After an incredible Northern Lights display in the early hours of March 20th, I drove west of Cochrane to watch the morning arrive. Ice still covers the lake though large cracks and variety in the surface color and texture indicate spring is loosening the frozen grip.
I arrived in darkness with a dim glow on on the eastern horizon. The glow brightened steadily and soon I was watching the fiery clouds catching the earliest light and waiting for the sun to jump into the sky.
The long night fled as the sun rose and I used the time to think about the cycles of the seasons, life and family. Good thoughts, I believe, for the Spring Equinox.
Photographed north of Cochrane in Water Valley in the early evening in June. The trailing edge of a storm had lost its enthusiasm with only a ragged veil of rain left to haze the Rocky Mountains slightly.
Last summer we went to Whitehorse to visit my girlfriend’s family. One of the nights, we noticed a few lines of color waving in the sky above our patio. We hopped in the car and drove out of town. Whitehorse is a pretty small city but the urban lights were too bright for the display to stand out. We followed a gravel road up a forested hill to a stony field that opened up.
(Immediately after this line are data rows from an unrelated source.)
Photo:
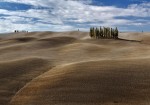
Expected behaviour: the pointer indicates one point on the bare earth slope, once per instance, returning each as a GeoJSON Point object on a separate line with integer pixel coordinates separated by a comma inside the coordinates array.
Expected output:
{"type": "Point", "coordinates": [69, 68]}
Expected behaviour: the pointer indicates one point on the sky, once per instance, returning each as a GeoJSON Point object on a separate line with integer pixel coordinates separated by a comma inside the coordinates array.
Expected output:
{"type": "Point", "coordinates": [70, 15]}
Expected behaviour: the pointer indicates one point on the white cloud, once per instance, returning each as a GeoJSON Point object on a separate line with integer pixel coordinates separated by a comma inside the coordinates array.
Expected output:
{"type": "Point", "coordinates": [64, 14]}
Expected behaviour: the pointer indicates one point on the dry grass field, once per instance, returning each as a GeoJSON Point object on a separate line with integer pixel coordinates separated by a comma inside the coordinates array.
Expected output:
{"type": "Point", "coordinates": [70, 68]}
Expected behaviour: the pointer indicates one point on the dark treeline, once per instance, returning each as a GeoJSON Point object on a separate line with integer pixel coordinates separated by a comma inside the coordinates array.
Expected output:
{"type": "Point", "coordinates": [104, 32]}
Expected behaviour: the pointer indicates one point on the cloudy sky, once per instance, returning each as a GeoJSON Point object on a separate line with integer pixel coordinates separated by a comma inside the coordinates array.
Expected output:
{"type": "Point", "coordinates": [64, 15]}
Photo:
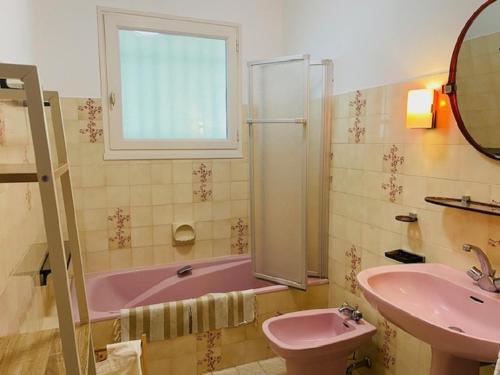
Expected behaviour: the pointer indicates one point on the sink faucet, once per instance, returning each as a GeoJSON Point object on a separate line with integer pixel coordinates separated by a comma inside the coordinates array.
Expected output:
{"type": "Point", "coordinates": [351, 312]}
{"type": "Point", "coordinates": [485, 277]}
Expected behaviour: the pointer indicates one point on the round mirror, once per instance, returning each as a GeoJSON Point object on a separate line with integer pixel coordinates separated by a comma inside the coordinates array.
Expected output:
{"type": "Point", "coordinates": [474, 83]}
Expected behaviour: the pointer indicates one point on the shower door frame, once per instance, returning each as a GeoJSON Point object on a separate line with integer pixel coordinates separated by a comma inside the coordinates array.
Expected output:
{"type": "Point", "coordinates": [297, 121]}
{"type": "Point", "coordinates": [326, 157]}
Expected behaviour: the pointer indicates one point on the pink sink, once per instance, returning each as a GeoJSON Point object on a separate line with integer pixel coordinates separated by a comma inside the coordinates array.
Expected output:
{"type": "Point", "coordinates": [316, 341]}
{"type": "Point", "coordinates": [441, 306]}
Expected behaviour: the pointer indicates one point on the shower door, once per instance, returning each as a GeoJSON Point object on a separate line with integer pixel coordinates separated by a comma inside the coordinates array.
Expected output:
{"type": "Point", "coordinates": [278, 119]}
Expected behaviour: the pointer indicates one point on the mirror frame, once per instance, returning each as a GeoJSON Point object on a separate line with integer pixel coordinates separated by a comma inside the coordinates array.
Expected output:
{"type": "Point", "coordinates": [451, 87]}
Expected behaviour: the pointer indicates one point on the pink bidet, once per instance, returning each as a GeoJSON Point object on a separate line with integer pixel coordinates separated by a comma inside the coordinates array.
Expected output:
{"type": "Point", "coordinates": [316, 341]}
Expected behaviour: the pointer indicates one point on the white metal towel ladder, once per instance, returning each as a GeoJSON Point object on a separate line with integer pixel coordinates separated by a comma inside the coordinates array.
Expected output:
{"type": "Point", "coordinates": [78, 352]}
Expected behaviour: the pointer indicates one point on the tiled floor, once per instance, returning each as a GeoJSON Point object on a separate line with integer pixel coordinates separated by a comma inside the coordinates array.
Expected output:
{"type": "Point", "coordinates": [273, 366]}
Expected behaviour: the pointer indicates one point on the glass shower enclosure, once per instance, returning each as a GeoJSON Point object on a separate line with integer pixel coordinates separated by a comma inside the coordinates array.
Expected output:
{"type": "Point", "coordinates": [289, 121]}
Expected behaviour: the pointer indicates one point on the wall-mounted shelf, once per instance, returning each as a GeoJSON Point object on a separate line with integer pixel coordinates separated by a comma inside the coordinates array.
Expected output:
{"type": "Point", "coordinates": [465, 203]}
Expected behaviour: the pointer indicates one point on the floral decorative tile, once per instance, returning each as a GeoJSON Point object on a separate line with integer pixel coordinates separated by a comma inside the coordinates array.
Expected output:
{"type": "Point", "coordinates": [392, 162]}
{"type": "Point", "coordinates": [91, 112]}
{"type": "Point", "coordinates": [239, 236]}
{"type": "Point", "coordinates": [387, 349]}
{"type": "Point", "coordinates": [352, 268]}
{"type": "Point", "coordinates": [357, 130]}
{"type": "Point", "coordinates": [119, 229]}
{"type": "Point", "coordinates": [2, 130]}
{"type": "Point", "coordinates": [202, 182]}
{"type": "Point", "coordinates": [210, 357]}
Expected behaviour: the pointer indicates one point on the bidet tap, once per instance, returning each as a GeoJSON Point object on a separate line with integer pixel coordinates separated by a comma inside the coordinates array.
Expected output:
{"type": "Point", "coordinates": [485, 277]}
{"type": "Point", "coordinates": [351, 312]}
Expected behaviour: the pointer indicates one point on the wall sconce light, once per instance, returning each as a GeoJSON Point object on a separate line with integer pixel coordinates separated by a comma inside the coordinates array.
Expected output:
{"type": "Point", "coordinates": [422, 109]}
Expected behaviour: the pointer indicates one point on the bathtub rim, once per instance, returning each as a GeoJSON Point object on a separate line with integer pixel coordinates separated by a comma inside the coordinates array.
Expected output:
{"type": "Point", "coordinates": [311, 281]}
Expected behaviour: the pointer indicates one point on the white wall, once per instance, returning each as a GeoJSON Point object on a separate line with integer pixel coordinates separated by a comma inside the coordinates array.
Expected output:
{"type": "Point", "coordinates": [66, 34]}
{"type": "Point", "coordinates": [376, 42]}
{"type": "Point", "coordinates": [16, 44]}
{"type": "Point", "coordinates": [487, 23]}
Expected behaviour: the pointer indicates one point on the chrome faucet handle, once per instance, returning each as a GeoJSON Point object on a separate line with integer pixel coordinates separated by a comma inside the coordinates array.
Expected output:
{"type": "Point", "coordinates": [357, 315]}
{"type": "Point", "coordinates": [486, 267]}
{"type": "Point", "coordinates": [474, 273]}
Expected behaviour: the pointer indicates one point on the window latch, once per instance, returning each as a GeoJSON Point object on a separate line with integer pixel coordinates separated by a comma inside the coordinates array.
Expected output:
{"type": "Point", "coordinates": [112, 100]}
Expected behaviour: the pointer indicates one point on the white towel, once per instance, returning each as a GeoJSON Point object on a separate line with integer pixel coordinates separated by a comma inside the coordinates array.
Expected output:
{"type": "Point", "coordinates": [124, 358]}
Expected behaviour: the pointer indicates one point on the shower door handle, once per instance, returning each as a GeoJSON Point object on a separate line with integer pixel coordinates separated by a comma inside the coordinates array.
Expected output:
{"type": "Point", "coordinates": [112, 100]}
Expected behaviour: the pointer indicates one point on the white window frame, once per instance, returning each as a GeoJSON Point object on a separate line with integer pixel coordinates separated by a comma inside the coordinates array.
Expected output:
{"type": "Point", "coordinates": [110, 21]}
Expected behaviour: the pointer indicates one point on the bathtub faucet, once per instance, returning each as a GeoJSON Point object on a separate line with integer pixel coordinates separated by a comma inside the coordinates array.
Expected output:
{"type": "Point", "coordinates": [351, 312]}
{"type": "Point", "coordinates": [183, 271]}
{"type": "Point", "coordinates": [485, 277]}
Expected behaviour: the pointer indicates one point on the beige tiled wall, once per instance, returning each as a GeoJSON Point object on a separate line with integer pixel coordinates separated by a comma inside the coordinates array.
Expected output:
{"type": "Point", "coordinates": [478, 85]}
{"type": "Point", "coordinates": [21, 225]}
{"type": "Point", "coordinates": [126, 208]}
{"type": "Point", "coordinates": [381, 169]}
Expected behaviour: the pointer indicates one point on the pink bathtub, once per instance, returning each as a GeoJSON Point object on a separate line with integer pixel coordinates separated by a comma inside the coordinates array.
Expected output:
{"type": "Point", "coordinates": [108, 292]}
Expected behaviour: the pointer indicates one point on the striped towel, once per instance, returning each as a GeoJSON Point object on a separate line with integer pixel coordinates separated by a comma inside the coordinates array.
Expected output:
{"type": "Point", "coordinates": [222, 310]}
{"type": "Point", "coordinates": [173, 319]}
{"type": "Point", "coordinates": [159, 322]}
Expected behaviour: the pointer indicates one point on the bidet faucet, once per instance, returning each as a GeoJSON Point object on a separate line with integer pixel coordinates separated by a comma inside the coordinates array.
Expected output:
{"type": "Point", "coordinates": [351, 312]}
{"type": "Point", "coordinates": [485, 277]}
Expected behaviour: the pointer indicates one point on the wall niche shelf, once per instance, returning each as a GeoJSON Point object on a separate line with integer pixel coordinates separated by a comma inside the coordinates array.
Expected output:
{"type": "Point", "coordinates": [465, 203]}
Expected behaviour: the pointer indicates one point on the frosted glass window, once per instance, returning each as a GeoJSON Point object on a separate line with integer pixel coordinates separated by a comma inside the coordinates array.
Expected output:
{"type": "Point", "coordinates": [170, 87]}
{"type": "Point", "coordinates": [173, 86]}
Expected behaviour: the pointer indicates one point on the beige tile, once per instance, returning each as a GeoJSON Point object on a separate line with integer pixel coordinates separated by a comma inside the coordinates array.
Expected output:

The moon had not quite set when we set up so the first half an hour had the bright moonlight, illuminated clouds and muted northern lights blending across the night sky’s canvas.
The moon set and the aurora display intensified as well so that the greens, blues and traces of purple rippling above were mesmerizing. We stayed there for a couple of hours. That was my first time to the Yukon and it was wonderful to be able to enjoy the Northern Lights that far north. I hope for the same kind of luck when we visit there next.
The crescent moon on my daughter’s birthday in January was beautiful. Here I framed it between the silhouettes of the trees along the forest in Redwood Meadows. During the exposure (0.8 seconds) I moved the camera slightly to play with the elements and see what would trace across the image. This one had an interesting look of motion in it.
I spend a lot of time photographing on the edges of the day. On this morning, as the winter sun cleared the horizon, I found my shadow watching me from the side of a hay bale.
I visited Second Beach on the Olympic Peninsula in April. It was my first visit to this picturesque stretch of the Pacific Northwest. Heavy waves rolled in with sunset and I had a great time framing them amid the sea stacks, along the beach and against the rocks. When the sun was sinking into the water, one wave exploded inside the keyhole. The silhouette of the spray had me imagining figures and forms. It was a cool moment to recall a great evening on the ocean.
Crows, like ravens, are known as clever birds but I think their beauty is under appreciated. The iridescent purples and blues that can shimmer out of their black feathers are wonderful. A couple of weeks ago, I watched a few crows flush off a fence near Cochrane. I tracked this one and got lucky with this shot. I loved the shape of the silhouette and how a tiny bit of that iridescence can be seen on one wing.